Protein Polymer Reports 1997 Financial Results and Terms of a New Preferred
Stock Offering
SAN DIEGO, April 14, 1998 -- Protein Polymer Technologies, Inc.
(Nasdaq: PPTI), reports today its financial results for 1997 and for the
fourth quarter ended December 31, 1997. In addition, the Company has reached
agreement with a small group of accredited and institutional investors on the
terms of a private placement of its Series E Convertible Preferred Stock,
pending the required NASDAQ ten day notification to shareholders. PPTI
expects to receive approximately $3.3 million at the initial closing which the
Company believes will occur on or about April 24, 1998. Such securities, if
issued, may not be offered or sold in the United States absent registration
with the Securities and Exchange Commission (SEC), or through an exemption
from such registration.
Each share of Series E Convertible Preferred Stock is priced at $100 per
share, and the total offering of up to 55,000 shares of Preferred Stock
provides for multiple closings between now and the middle of May. Each share
can be converted at any time by the holder into common stock at a price of
$1.25 per share. Each share of Preferred Stock also receives two common stock
warrants. One warrant, exercisable for 18 months, allows the holder to
acquire 40 shares of PPTI common stock at a price of $2.50, and the other
warrant, exercisable for 36 months, allows the holder to acquire 20 shares of
common stock at a price of $5.00 per share.
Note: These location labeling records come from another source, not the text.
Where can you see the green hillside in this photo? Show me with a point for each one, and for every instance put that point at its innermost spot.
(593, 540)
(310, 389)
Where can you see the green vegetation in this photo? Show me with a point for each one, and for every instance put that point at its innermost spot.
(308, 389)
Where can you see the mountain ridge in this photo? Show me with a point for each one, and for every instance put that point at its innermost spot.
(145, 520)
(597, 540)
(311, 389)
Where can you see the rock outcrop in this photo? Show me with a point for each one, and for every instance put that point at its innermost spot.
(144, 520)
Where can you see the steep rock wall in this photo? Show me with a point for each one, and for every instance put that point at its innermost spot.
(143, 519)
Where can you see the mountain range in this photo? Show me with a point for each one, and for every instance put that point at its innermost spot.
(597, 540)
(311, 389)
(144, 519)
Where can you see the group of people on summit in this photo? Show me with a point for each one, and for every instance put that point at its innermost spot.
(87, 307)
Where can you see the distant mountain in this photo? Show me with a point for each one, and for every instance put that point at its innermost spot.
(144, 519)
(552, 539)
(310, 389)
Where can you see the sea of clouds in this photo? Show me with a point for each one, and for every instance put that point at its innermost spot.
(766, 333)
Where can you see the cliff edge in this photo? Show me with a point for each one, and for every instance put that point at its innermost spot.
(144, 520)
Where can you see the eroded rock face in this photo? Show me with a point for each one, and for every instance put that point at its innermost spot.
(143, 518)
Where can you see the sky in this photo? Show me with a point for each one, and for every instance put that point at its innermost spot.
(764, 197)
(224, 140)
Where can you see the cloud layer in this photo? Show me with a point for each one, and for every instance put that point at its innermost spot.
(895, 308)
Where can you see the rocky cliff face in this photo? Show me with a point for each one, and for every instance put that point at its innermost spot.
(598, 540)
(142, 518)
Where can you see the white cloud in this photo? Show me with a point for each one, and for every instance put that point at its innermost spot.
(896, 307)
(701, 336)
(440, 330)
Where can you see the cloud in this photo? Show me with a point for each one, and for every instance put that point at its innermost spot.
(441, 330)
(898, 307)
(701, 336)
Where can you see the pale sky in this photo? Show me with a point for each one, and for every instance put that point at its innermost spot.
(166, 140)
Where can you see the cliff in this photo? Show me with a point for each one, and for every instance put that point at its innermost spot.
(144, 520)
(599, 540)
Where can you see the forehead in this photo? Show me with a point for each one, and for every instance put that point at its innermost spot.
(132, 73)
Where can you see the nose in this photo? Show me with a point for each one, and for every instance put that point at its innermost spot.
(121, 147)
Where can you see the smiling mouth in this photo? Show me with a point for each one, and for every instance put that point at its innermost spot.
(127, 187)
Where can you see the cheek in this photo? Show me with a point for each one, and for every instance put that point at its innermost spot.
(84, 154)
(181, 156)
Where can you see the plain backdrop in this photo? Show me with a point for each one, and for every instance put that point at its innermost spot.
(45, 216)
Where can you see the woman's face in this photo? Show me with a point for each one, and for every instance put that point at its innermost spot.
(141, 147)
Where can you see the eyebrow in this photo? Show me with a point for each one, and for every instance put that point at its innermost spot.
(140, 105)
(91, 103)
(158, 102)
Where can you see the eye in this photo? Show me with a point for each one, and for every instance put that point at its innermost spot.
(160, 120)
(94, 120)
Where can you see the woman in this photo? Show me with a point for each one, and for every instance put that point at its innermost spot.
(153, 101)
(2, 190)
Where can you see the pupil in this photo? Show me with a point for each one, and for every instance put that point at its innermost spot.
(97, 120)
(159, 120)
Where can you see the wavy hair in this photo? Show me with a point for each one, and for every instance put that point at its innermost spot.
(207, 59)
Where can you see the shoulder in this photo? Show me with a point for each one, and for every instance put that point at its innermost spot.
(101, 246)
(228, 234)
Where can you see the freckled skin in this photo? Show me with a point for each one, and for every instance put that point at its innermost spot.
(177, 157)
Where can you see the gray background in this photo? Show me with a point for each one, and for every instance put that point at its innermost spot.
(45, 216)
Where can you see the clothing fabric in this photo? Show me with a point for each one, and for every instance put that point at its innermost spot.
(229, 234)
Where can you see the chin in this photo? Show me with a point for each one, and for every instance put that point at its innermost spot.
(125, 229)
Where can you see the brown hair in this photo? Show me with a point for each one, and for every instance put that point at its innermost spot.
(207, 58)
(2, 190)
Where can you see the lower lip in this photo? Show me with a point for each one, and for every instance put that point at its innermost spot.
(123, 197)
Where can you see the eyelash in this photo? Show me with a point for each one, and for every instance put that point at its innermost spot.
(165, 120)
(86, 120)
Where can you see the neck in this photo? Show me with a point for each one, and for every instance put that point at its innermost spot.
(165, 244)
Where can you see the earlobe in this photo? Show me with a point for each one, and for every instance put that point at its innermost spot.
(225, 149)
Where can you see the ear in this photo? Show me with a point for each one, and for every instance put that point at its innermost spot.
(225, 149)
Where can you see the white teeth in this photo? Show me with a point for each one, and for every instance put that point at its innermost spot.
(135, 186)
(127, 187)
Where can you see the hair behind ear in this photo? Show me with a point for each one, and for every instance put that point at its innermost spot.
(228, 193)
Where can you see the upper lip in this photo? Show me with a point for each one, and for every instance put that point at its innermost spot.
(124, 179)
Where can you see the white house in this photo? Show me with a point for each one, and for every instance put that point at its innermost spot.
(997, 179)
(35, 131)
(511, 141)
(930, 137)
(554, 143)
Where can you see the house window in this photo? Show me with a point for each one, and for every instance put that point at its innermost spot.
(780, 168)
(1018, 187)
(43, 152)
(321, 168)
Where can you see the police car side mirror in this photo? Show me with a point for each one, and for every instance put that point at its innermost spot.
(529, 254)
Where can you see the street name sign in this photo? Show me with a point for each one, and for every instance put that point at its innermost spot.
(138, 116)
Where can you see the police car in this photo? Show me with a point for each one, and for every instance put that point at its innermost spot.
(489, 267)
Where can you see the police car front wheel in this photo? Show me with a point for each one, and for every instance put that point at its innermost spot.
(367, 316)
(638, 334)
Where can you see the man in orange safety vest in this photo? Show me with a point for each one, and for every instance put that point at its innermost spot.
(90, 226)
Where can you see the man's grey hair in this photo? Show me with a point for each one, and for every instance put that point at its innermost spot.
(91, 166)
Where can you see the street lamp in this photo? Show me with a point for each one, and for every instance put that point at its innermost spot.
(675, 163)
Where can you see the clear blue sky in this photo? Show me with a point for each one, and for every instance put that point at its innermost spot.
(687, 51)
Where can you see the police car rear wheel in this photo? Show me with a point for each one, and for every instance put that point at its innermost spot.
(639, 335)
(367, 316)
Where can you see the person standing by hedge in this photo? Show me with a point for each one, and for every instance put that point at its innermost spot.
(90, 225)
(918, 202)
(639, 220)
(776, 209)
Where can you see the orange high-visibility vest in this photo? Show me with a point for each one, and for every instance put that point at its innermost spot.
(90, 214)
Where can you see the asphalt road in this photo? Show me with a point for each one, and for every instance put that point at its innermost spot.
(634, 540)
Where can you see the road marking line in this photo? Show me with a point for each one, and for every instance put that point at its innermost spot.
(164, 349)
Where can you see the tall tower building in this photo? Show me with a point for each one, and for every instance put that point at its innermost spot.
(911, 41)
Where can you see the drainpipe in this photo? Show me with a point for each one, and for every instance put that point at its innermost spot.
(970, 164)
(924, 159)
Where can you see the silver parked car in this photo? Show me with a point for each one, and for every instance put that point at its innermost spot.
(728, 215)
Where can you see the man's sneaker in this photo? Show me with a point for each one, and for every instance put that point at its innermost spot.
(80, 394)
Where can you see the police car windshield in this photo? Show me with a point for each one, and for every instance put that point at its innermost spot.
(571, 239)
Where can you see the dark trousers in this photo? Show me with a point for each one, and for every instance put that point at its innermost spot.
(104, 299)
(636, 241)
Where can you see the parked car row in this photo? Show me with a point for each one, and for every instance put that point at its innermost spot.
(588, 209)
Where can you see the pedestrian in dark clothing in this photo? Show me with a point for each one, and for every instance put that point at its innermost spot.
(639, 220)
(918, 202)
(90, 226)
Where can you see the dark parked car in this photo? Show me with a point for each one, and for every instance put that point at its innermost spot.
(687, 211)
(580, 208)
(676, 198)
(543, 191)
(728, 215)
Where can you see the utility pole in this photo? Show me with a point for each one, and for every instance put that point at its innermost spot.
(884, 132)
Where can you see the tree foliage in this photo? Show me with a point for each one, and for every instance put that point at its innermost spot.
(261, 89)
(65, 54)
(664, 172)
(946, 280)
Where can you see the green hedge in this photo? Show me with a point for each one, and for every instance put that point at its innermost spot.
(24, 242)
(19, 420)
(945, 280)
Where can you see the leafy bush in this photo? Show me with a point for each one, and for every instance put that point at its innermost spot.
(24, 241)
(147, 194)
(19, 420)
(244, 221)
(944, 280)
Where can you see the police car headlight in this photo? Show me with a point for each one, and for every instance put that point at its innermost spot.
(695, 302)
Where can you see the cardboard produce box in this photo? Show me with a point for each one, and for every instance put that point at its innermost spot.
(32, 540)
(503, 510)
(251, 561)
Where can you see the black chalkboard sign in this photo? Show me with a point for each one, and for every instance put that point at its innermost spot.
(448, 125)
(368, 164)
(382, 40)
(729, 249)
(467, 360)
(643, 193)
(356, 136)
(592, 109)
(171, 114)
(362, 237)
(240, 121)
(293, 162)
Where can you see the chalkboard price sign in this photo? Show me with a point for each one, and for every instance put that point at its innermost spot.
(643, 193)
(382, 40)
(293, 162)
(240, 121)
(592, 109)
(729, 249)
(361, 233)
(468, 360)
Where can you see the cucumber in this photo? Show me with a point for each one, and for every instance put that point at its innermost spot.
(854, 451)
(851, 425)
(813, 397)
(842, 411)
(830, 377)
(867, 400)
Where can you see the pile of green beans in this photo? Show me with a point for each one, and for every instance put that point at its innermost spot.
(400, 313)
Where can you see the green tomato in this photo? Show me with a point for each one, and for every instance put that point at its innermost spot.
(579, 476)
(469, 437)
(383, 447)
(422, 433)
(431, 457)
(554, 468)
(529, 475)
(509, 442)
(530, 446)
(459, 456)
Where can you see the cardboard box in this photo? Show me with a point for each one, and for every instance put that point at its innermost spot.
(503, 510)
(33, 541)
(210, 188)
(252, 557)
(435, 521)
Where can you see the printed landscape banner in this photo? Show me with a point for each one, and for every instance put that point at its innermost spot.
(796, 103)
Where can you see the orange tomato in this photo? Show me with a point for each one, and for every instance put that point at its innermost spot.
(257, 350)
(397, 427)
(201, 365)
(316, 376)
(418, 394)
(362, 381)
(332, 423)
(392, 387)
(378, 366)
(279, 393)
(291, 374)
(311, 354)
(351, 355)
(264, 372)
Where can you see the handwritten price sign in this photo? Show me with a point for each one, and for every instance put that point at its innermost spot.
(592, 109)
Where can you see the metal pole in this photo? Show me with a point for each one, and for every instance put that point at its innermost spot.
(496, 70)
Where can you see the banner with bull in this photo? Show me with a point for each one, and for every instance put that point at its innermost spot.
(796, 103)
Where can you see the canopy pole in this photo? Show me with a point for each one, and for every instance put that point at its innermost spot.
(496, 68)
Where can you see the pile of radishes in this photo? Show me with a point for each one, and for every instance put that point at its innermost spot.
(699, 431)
The Company has agreed to use its
best efforts to register the underlying common stock with the SEC within 120
days following closing.
1997 Financial Results
In 1997, PPTI had a net loss applicable to common shareholders of
$4,887,000 ($.52 a share), versus a net loss of $3,356,000 ($.51 a share) for
the comparable period a year ago. For the quarter, the Company had a net loss
applicable to common shareholders of $1,316,000 ($.13 a share), versus a net
loss of $946,000 ($.13 a share) for the comparable period a year ago. The net
loss and loss per share include accumulated and distributed dividends related
to the Company's preferred stock. As of December 31, 1997, PPTI had cash,
cash equivalents and short term investments of $1,300,000.
Contract revenues, interest and product income totaled $174,000 for the
fourth quarter, compared to $235,000 for the same period last year, the
decrease being due to reduced contract revenues. For the year these revenues
totaled $723,000, compared to $756,000 for the same period last year.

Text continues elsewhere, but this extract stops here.